2. Your activity is both a service and a genuine mission for the promotion of the human person and the defence of each one's dignity. This is clear from the theme of your pilgrimage: You have chosen us to serve in your presence. You carry out in the heart of the Church a meritorious service of charity, tenderness and compassion among the disabled and their families who have "put on the face of Christ", as St Gregory of Nyssa says of all the poor (cf. Love of the Poor).
You are one of the signs of the solidarity that the entire Christian community shows to those who are injured in body and in mind; you are also a reminder that Christ came to give life in abundance to every man and woman and to reveal to us that salvation is for everyone, as he proclaimed in the Synagogue at Nazareth (cf. Lk 4: 14-21). As the Second Vatican Council aptly stressed: "The spirit of poverty and charity is the glory and witness of the Church of Christ" (Gaudium et Spes, n. 88).

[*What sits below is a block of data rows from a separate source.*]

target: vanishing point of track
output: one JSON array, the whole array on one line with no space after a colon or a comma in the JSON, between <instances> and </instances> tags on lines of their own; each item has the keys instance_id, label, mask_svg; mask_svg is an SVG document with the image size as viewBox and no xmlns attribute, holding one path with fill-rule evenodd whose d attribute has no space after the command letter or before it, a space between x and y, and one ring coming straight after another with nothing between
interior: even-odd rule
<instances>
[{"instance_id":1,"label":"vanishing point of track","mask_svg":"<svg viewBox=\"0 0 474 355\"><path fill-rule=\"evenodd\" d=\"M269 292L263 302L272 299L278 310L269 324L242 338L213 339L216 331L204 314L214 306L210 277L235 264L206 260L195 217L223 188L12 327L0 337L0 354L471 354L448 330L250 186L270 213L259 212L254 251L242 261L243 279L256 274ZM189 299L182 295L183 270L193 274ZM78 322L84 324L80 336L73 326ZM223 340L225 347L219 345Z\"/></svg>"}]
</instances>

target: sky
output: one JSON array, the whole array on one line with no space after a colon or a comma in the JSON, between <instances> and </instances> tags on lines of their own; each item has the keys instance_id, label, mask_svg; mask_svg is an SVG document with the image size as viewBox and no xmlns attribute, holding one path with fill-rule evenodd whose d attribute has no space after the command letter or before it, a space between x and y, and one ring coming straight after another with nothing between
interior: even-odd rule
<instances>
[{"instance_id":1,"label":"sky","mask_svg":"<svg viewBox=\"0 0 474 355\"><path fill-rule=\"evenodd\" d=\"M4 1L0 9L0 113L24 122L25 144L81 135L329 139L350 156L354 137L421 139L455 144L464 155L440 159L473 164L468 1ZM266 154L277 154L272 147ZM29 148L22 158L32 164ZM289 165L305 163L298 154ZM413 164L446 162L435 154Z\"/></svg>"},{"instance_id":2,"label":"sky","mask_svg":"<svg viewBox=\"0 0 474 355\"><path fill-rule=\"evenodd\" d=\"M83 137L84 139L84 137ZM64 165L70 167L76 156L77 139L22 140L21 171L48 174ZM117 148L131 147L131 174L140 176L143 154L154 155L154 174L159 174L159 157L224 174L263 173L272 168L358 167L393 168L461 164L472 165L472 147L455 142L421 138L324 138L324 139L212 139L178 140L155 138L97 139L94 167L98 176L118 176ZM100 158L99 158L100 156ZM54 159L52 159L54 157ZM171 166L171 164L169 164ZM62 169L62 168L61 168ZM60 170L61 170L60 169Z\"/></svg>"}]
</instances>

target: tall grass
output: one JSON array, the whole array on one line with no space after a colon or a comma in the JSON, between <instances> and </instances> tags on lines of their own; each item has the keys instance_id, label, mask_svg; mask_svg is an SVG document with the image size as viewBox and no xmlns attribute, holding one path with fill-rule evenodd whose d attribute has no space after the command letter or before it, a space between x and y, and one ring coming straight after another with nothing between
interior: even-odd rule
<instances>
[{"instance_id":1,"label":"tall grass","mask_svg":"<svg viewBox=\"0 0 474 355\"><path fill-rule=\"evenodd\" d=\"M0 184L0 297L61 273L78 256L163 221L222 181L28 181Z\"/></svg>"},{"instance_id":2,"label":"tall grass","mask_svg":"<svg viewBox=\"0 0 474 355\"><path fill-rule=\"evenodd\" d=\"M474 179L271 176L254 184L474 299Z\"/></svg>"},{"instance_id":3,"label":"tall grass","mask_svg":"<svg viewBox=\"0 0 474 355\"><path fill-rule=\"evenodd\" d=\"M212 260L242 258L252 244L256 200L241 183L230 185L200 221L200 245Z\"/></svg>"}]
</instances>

3. Your presence invites me to make another pressing appeal to all people of good will, particularly those with a role in the government or legislation, to alert their consciences and humanity. I appeal for the protection of every human life, especially the lives of the frailest, lowliest and poorest; and also for an end to all acts whose aim is to eliminate defenceless unborn children, for by so doing man makes himself the master of life. To scorn the life of little ones is, in a certain way, to scorn our own humanity, for we are bound by the same brotherhood and the same solidarity.
As I ask Our Lady of Lourdes to sustain you in your mission, I impart an affectionate Apostolic Blessing to you and to all the members of the Office Chrétien des Handicapés, to their families and to all who are involved in your activity.